Annie Hollingsworth is a visual artist, dancer, choreographer, and writer who says she is a Brooklyn girl at heart — but she belongs to Miami now. According to Hollingsworth, her visual work “traces the fundamental dynamics underneath mundane experience.” She follows a kind of ritualistic process and moves between realities, which must be why Hollingsworth is able to live an anything-but-mundane life in Miami.
After graduating from Brown, Hollingsworth moved to New York City, where she became a student of Haitian folkloric dance, based on ritual movement and storytelling. She continued her studies under Mikerline Pierre, a dancer trained at Haiti’s prestigious Enarts dance school, and performed with Mikerline Dance Troupe for three years. Hollingsworth says that since she’s been in Miami her “dance work is moving towards something that would best be described as performance, or even installation.”
In 2010 Hollingsworth choreographed a piece based on Gede (the spirits of the dead), in which the vodou spirits that embody the powers of death and fertility are celebrated. Hollingsworth loves this tradition so much that she says she’ll “dance in just about any performance in the Afro-Cuban or Afro-Haitian tradition.” It’s a small community, and one in which Hollingsworth has found a second home.

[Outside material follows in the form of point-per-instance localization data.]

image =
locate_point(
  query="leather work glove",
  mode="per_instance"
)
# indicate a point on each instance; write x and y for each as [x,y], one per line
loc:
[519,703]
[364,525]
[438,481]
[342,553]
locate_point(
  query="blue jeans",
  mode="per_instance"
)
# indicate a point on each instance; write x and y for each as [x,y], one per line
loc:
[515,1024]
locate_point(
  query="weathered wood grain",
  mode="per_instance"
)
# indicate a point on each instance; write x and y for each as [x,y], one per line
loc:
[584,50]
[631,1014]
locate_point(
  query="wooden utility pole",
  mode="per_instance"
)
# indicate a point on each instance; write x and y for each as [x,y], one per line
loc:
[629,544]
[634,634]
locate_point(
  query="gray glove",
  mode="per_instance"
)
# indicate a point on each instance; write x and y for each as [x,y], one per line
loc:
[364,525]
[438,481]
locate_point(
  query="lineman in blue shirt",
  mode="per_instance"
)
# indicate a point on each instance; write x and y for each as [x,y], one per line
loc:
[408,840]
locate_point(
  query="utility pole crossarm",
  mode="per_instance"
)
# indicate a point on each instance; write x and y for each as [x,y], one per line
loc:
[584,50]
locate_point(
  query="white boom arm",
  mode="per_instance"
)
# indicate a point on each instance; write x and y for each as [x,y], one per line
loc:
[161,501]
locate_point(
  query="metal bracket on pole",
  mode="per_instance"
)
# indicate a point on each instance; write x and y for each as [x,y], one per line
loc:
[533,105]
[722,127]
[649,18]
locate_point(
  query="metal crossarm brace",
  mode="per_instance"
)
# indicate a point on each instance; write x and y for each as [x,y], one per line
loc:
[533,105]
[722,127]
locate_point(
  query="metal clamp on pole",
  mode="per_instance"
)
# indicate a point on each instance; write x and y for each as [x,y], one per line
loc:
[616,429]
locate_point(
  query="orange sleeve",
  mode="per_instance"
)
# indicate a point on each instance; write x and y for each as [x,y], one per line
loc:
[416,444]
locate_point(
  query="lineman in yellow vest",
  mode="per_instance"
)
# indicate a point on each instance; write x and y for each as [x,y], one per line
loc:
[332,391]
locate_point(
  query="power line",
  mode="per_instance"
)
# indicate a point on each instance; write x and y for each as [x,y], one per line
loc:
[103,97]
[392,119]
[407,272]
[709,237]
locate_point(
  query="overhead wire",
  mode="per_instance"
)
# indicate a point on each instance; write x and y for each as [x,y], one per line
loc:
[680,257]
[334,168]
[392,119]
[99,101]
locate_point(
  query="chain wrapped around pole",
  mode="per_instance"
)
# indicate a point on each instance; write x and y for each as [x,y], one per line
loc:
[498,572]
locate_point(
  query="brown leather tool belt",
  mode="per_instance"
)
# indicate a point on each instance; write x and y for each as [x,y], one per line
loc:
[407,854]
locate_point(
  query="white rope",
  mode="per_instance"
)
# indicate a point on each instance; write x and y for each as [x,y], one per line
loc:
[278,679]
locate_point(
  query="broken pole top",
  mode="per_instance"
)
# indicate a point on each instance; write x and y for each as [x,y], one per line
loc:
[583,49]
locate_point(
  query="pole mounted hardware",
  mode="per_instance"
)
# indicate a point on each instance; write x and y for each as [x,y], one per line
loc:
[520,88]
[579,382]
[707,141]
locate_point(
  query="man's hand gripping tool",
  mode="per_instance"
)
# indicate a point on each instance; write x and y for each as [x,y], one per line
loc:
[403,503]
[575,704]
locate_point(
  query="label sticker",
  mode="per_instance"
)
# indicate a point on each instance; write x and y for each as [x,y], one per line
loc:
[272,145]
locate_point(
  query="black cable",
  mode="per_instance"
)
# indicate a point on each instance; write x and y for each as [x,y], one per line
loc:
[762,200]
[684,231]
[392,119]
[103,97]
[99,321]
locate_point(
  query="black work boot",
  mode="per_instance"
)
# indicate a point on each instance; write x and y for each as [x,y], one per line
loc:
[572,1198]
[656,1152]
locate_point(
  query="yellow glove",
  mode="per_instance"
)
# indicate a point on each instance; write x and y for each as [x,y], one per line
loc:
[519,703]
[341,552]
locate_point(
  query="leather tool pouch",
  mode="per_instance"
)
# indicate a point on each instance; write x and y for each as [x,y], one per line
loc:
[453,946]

Last year Hollingsworth won the Artlurker Writer’s Prize, which was made possible by a grant from the John S. and James L. Knight Foundation, and has since written for Artlurker.com, NO MAD Magazine, and, most recently, Art Papers. She has produced international art exhibitions, large-scale commissions, and exhibition catalogues. Oh, and, Hollingsworth is also the assistant director at the Dorsch Gallery.
1. List five things that inspire you.
- Dancing for the orishas
- Nice beats
- Maya Deren
- Haitian Kreyol
- The possibility of travel
2. What was your last big project?
After winning the Artlurker prize last summer, I was given the challenge of writing eight articles in eight weeks. I got a crash course not only in the Miami art scene but also in processing my experience of other peoples’ work quickly and precisely. Even though I believe, philosophically, that words are a powerful creative force, I had never considered writing as integral to visual art. I had always put words and images in separate categories. It was a surprise to learn that building conversation around visual work is as abstract as making something, and equally powerful in terms of bringing ideas into form.
3. What’s your next big project?
Generally I’m considering the space between dance and visual art, both visually and in writing. I’m also developing ideas for a workshop on Congolese and Yoruban dance and music that would bring guest teachers into Miami and highlight some of the incredible teachers living here.
4. Why do you do what you do?
It’s a simple search for truth and happiness.
5. What’s something you want Miami to know about you? What’s something you don’t want Miami to know about you?
Most people in Miami know me in only one of my roles – a dancer, a writer, the assistant at Dorsch Gallery. I am all of them plus some I haven’t mentioned, and any work I do comes out of that complexity. I have no attachment to what form my creative work takes. My secret? I’ll always be a Brooklyn girl at heart.